Com que sonho? Não sei bem não.
Talvez com me bastar, feliz
— Ah feliz como jamais fui! —
Arrancando do coração
— Arrancando pela raiz —
Este anseio infinito e vão
De possuir o que me possui
.

POEMA SÓ PARAJAIME OVALLE
Quando hoje acordei, ainda fazia escuro
(Embora a manhã já estivesse avançada).
Chovia.
Chovia uma triste chuva de resignação
Como contraste e consolo ao calor tempestuoso da noite.
Então me levantei,
Bebi o café que eu mesmo preparei,
Depois me deitei novamente, acendi um cigarro e fiquei pensando...
- Humildemente pensando na vida e nas mulheres que amei.

A MORTE ABSOLUTA

Morrer.
Morrer de corpo e de alma.
Completamente.
Morrer sem deixar o triste despojo da carne,
A exangue máscara de cera,
Cercada de flores,
Que apodrecerão - felizes! - num dia,
Banhada de lágrimas
Nascidas menos da saudade do que do espanto da morte.

Morrer sem deixar porventura uma alma errante...
A caminho do céu?
Mas que céu pode satisfazer teu sonho de céu?

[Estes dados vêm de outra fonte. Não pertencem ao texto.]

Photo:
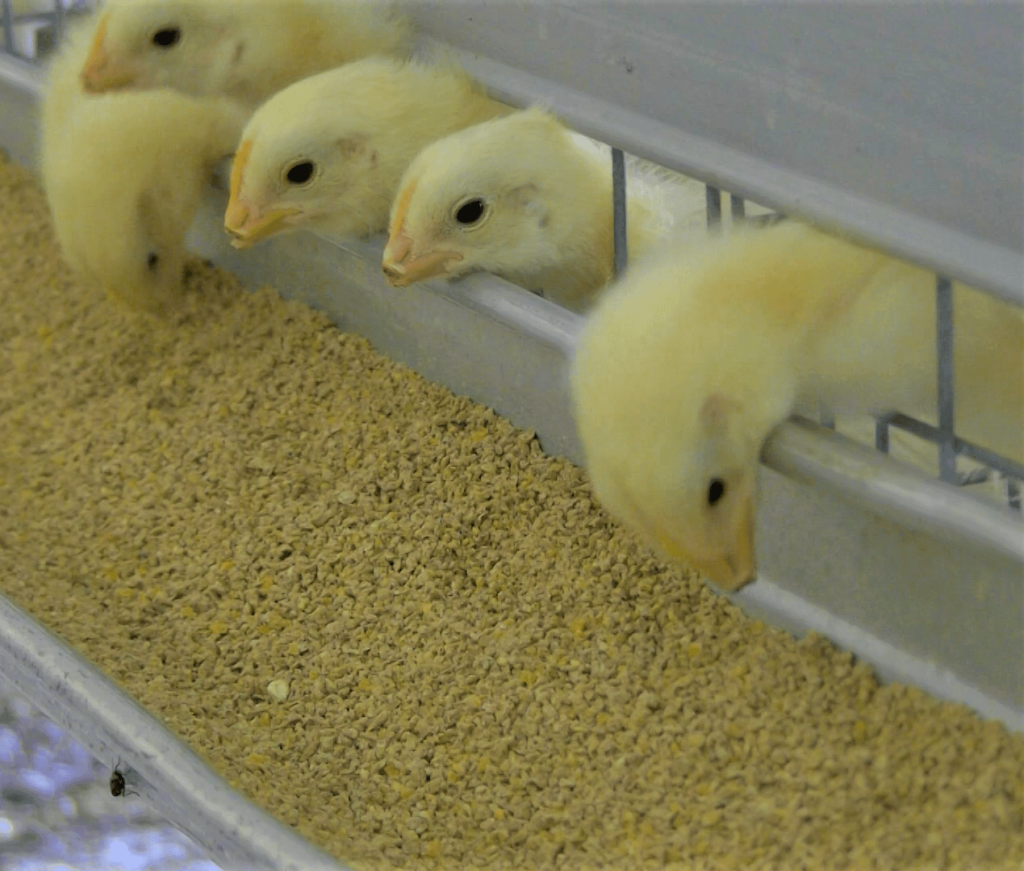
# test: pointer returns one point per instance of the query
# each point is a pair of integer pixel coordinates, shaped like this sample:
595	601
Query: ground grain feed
381	612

Morrer sem deixar um sulco, um risco, uma sombra,
A lembrança de uma sombra
Em nenhum coração, em nenhum pensamento,
Em nenhuma epiderme.

Morrer tão completamente
Que um dia ao lerem o teu nome num papel
Perguntem: "Quem foi?..."

Morrer mais completamente ainda,
- Sem deixar sequer esse nome.

LUA NOVA

Meu novo quarto
Virado para o nascente:
Meu quarto, de novo a cavaleiro da entrada da barra.

Depois de dez anos de pátio
Volto a tomar conhecimento da aurora.
Volto a banhar meus olhos no mênstruo incruento das madrugadas.

Todas as manhãs o aeroporto em frente me dá lições de partir.

Hei de aprender com ele
A partir de uma vez-
Sem medo,
Sem remorso,
Sem saudade.

Não pensem que estou aguardando a lua cheia
- Esse sol da demência
Vaga e noctâmbula.
O que eu mais quero,
O de que preciso
É de lua nova.

CONSOADA

Quando a Indesejada das gentes chegar
(Não sei se dura ou caroável),
Talvez eu tenha medo.
Talvez sorria, ou diga:
- Alô, iniludível!
O meu dia foi bom, pode a noite descer.
(A noite com os seus sortilégios.)
Encontrará lavrado o campo, a casa limpa,
A mesa posta,
Com cada coisa em seu lugar.

Aí estão os versos do centão, alguns poemas não foram reproduzidos integralmente por conta do tamanho e “Vou-me embora p’ra Pasárgada”, por ser muito conhecido e facilmente identificável.
Ressalto que Bandeira morreu em 1968; há exatos 40 anos em outubro deste, portanto. A melhor homenagem é sempre a leitura de seus poemas.
Como disse Drummond:
“Ontem, hoje, amanhã: a vida inteira,teu nome é para nós, Manuel, bandeira”.

2 comentários:

Letícia Losekann Coelho disse...

E muito bela essa poesia de Bandeira! Todas são belas...mas esta é especial! Ele une várias...fica lindo!
beijos

Carlos Vilarinho disse...

"A dor e o horror de ser homem." BANDEIRA, sem bandeira.
Grande e belo trabalho esse que fez, Gerana.